少女たちのマカロン マカロンをつまんでいると、珍しく傑が俺の部屋のドアを開いた。手つきはあくまでも優しく、けれど決して逃がさないといったふうに。もしかしたら、彼は夜蛾先生か誰かから、俺を連れて来るように言われているのかもしれない。俺にとってはどうでもいいことだったけれど、彼にとっては大事なことなんだろう。
「あ、傑。何か用?」
振り返りながら俺は言う。すると傑はため息をついて、次のように言った。
「何か用? じゃないよ。学長の呼び出しを無視するなんて正気の沙汰?」
そう言われれば、俺は今朝から昼過ぎに学長室に来るように、大切な用事があると呼ばれていたのだった。理由は知らされていなかったから、また五条家のごたごたか何かだろう。携帯の時計を見ると午後二時になっていた。まぁ、これじゃあ怒られても仕方がない。でも俺にだって用事があるのだ。何でもかんでも怠惰と決めつけて欲しくない。
「それで、今度は何をしてた?」
傑が言う。尋ねられては答えねばならないだろう。俺が今回学長の呼び出しを無視した理由を。
「マカロンを買いに行ってた」
「悟……」
俺の理由が気に入らないのか、傑がまたため息をつく。これじゃあまるで歌姫に怒られているみたいだ。俺にだってちゃんとした理由があるのに、彼女はそれを無視する。
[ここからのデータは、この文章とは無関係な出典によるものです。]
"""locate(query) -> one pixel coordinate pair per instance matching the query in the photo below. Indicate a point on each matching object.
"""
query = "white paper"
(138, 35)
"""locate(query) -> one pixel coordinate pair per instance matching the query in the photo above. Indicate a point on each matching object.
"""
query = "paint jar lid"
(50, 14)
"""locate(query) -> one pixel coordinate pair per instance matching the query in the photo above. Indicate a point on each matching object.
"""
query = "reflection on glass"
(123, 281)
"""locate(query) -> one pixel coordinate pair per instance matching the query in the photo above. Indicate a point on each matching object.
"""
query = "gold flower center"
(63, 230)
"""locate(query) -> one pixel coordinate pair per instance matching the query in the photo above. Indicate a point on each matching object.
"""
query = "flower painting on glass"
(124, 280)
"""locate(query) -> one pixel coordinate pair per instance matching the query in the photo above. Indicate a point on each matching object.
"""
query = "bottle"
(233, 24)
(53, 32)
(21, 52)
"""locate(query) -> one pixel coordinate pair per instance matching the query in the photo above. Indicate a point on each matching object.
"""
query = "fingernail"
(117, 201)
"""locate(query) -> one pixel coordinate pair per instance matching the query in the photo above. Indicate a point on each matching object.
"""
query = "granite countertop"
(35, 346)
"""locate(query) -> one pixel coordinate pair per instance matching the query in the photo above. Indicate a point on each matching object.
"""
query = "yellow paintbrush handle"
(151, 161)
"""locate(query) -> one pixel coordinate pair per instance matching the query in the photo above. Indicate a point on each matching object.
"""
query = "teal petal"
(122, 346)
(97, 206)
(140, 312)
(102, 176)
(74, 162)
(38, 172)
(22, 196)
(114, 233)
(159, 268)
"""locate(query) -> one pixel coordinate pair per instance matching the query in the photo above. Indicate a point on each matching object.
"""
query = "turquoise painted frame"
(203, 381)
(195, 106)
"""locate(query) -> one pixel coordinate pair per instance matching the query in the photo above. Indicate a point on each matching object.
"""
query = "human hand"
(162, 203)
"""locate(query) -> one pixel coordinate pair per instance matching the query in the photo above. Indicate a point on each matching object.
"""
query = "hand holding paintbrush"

傑は違うと思ったんだけどな。やっぱりマカロン、って軽い語感が駄目なんだろうか? こんなに美味しいのにな、と思って俺はマカロンが潰れないように丁寧に入れられた紙箱につけられた、リボンをいじる。
「いや、マカロンを買いに行ったら、並んでた女子高生が肝試しで撮った動画の静止画に幽霊が写ってるって言うからさ。その写真を回収して呪霊を祓ってたんだよ」
そう言うと、傑は珍しく自分が悪かったって顔をして、「それで祓えたの?」と言った。真面目な男だ。もう俺が学長の呼び出しを無視したことを忘れて(いや、忘れたふりをして)、次の事案に夢中になっている。
「いや、祓ってみたけど静止画はそのまんま。ただの錯覚だろうね。錯覚でも呪いが移ることはあるから祓えたってメールは送ったんだけど」
「本当だ、何も感じない。でも、その子の携帯が呪われてた可能性はないの?」
傑はどこまでも真面目に、どこまでも可能性を探しているようだった。でも俺はそれに首を振る。今回は全てが勘違いだと、非術師を守ろうとする彼の姿勢を否定する。
「そんなに気になるんなら女の子たちに会いに行く? まだどうせ街で遊んでるでしょ。学長の呼び出しを無視してさ、行っちゃう?」
俺は小さくウィンクをして立ち上がる。傑の決断を誘う。すると彼は結局俺の誘いに乗って、わざわざ東京の街中にまで出ることを決断したようだった。
「後でちゃんと謝るんだよ」
「はいはい……あ、これ」
俺は大きな箱に詰め込まれた、可愛らしいパステルカラーのマカロンを、二つ取って一つ目を傑の口に押し付ける。そしてそれがキスの代わりになるように、彼の唇をこじ開ける。
「頭を使うんなら、糖分を取らなきゃ。でしょ?」
俺は笑って自分の部屋を出る。学長の呼び出しは、本当にどうでも良かった。こういう細かい任務が平和な世界を作るのだ。だろ? 傑。
俺たちは高専を出て街にゆく。そしてそこにしか居場所のない少女たちから呪霊を祓うんだろう。可愛いものが好きで、流行りものが好きで、誰かと連んでいないと不安になる少女たちを慰めるために。俺は口にマカロンを放り込む。シャリシャリと甘いそれは、少しだけ傑とのキスに似ていた。傑はもう少しだけ、情熱的だけれどね。